Hyman-Michaels Co. v. United States

140 F. Supp. 784, 135 Ct. Cl. 47, 1956 U.S. Ct. Cl. LEXIS 145
CourtUnited States Court of Claims
DecidedMay 1, 1956
DocketNo. 49389
StatusPublished

This text of 140 F. Supp. 784 (Hyman-Michaels Co. v. United States) is published on Counsel Stack Legal Research, covering United States Court of Claims primary law. Counsel Stack provides free access to over 12 million legal documents including statutes, case law, regulations, and constitutions.

Bluebook
Hyman-Michaels Co. v. United States, 140 F. Supp. 784, 135 Ct. Cl. 47, 1956 U.S. Ct. Cl. LEXIS 145 (cc 1956).

Opinion

Maddest, Judge,

delivered the opinion of the court:

On September 15,1947, the Government sold to the plaintiff a quantity of barbed wire estimated at 2,100 long tons, at a price of $120 per ton. The wire was located at Shaiba [49]*49Depot, in Iraq. The written contract of sale contained the following provision:

The Seller guarantees that permission to export the property has been granted by the Iraqi Government.

The plaintiff paid the Government $252,000 for the wire, and removed it from the Shaiba Depot to Basrah, Iraq, where it was placed in storage. The plaintiff promptly began to attempt to resell the wire to a foreign purchaser, but did not succeed in finding one until September 1948. At that time it agreed upon terms of sale with a purchaser, subject to inspection by the purchaser, the seller to guarantee shipment within 60 days after the purchaser established credit. In order to be in a position to make this sale, the plaintiff applied to the proper authorities in Iraq for permission to export the wire. That permission was refused.

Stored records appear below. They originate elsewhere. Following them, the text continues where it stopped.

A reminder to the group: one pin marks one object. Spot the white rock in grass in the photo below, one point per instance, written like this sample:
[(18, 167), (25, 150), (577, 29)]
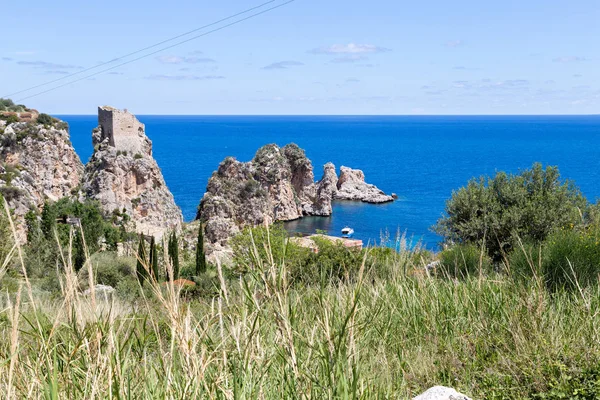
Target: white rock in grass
[(101, 290), (441, 393)]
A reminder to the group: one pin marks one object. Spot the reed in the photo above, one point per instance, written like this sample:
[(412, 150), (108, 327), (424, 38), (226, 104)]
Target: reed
[(263, 337)]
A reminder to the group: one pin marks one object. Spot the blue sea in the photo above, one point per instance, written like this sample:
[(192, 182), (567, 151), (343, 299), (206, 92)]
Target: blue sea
[(420, 158)]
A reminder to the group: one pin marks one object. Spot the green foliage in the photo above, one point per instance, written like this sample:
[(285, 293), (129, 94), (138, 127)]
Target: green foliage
[(173, 251), (10, 119), (48, 224), (572, 259), (462, 261), (525, 262), (200, 254), (154, 260), (9, 105), (254, 247), (6, 236), (79, 255), (497, 211), (46, 120), (142, 261), (109, 269)]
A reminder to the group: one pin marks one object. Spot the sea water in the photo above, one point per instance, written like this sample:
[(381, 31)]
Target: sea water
[(420, 158)]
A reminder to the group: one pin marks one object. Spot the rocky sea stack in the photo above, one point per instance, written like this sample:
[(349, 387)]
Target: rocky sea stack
[(122, 175), (277, 185), (37, 163)]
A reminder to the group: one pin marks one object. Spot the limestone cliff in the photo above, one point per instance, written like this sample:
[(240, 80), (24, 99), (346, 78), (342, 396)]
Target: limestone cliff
[(123, 175), (37, 163), (277, 185), (352, 186)]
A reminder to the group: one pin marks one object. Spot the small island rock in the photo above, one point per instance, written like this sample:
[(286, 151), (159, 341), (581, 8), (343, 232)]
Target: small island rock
[(441, 393)]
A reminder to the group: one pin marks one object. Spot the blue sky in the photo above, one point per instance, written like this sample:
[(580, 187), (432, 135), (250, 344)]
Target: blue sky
[(311, 57)]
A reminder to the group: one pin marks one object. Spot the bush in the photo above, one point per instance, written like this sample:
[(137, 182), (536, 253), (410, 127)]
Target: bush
[(109, 269), (524, 262), (496, 211), (10, 119), (462, 261), (572, 259), (46, 120)]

On October 21, 1948 the plaintiff advised the Government that it had been definitely denied the right to export the wire; that this was a breach of the plaintiff’s contract with the Government, which breach canceled the contract. The plaintiff demanded from the Government the return of the purchase price, plus the plaintiff’s moving and storage expenses. Such a claim was filed with the Comptroller General of the United States who, on June 22, 1949, denied it. The plaintiff advised the Government that it was attempting to resell the wire in order to mitigate damages. The Government responded that it had no interest in the wire, but agreed that if the plaintiff resold it, that fact would be without prejudice to whatever rights the plaintiff might be held to have against the Government, except that the resale price should be credited to the Government in case the plaintiff recovered in a suit on the contract.

The plaintiff in 1950 obtained an export permit from Iraq and in 1951 sold the wire to a purchaser in India. The price received was $128,695.02 less than what the plaintiff had paid the Government for the wire plus its costs for moving, storing, obtaining permission to export, and delivering the wire. The plaintiff sues for that amount.

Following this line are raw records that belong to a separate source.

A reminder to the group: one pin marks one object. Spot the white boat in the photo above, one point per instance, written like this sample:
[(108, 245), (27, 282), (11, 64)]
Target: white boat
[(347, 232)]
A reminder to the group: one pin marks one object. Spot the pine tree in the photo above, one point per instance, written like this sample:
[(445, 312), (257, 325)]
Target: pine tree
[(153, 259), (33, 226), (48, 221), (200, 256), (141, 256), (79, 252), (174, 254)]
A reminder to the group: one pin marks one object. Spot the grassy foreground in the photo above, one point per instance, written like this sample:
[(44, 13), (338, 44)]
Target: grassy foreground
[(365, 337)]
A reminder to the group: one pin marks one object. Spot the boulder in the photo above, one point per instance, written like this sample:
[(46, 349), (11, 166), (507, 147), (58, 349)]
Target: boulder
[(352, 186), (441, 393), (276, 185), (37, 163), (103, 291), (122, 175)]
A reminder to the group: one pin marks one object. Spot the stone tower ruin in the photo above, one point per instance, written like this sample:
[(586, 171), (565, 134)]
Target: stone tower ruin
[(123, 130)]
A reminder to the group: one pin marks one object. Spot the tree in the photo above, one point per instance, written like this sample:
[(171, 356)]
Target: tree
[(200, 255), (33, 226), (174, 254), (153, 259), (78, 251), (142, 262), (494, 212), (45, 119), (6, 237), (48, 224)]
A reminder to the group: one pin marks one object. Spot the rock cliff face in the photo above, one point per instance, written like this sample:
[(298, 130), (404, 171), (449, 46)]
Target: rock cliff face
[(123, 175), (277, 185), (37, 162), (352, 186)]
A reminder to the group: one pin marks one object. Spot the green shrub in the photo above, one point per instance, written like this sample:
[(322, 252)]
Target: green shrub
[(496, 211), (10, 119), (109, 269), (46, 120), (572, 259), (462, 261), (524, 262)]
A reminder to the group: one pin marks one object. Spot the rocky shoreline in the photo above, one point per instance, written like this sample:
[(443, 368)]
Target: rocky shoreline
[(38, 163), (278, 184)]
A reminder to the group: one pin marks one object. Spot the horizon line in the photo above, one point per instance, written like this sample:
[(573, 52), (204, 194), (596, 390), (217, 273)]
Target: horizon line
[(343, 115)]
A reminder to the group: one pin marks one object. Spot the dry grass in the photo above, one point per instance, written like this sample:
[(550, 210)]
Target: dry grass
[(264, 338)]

The plaintiff’s claim is based upon an interpretation of the language quoted above, which appeared in its purchase contract, which would in effect make that language mean that [50]*50the Government guaranteed that the Iraqi Government would continue to permit the exportation of the wire for whatever time it might take the plaintiff to make a satisfactory resale of the wire. It says that this was the intention of the parties at the time the contract was made and the language was written.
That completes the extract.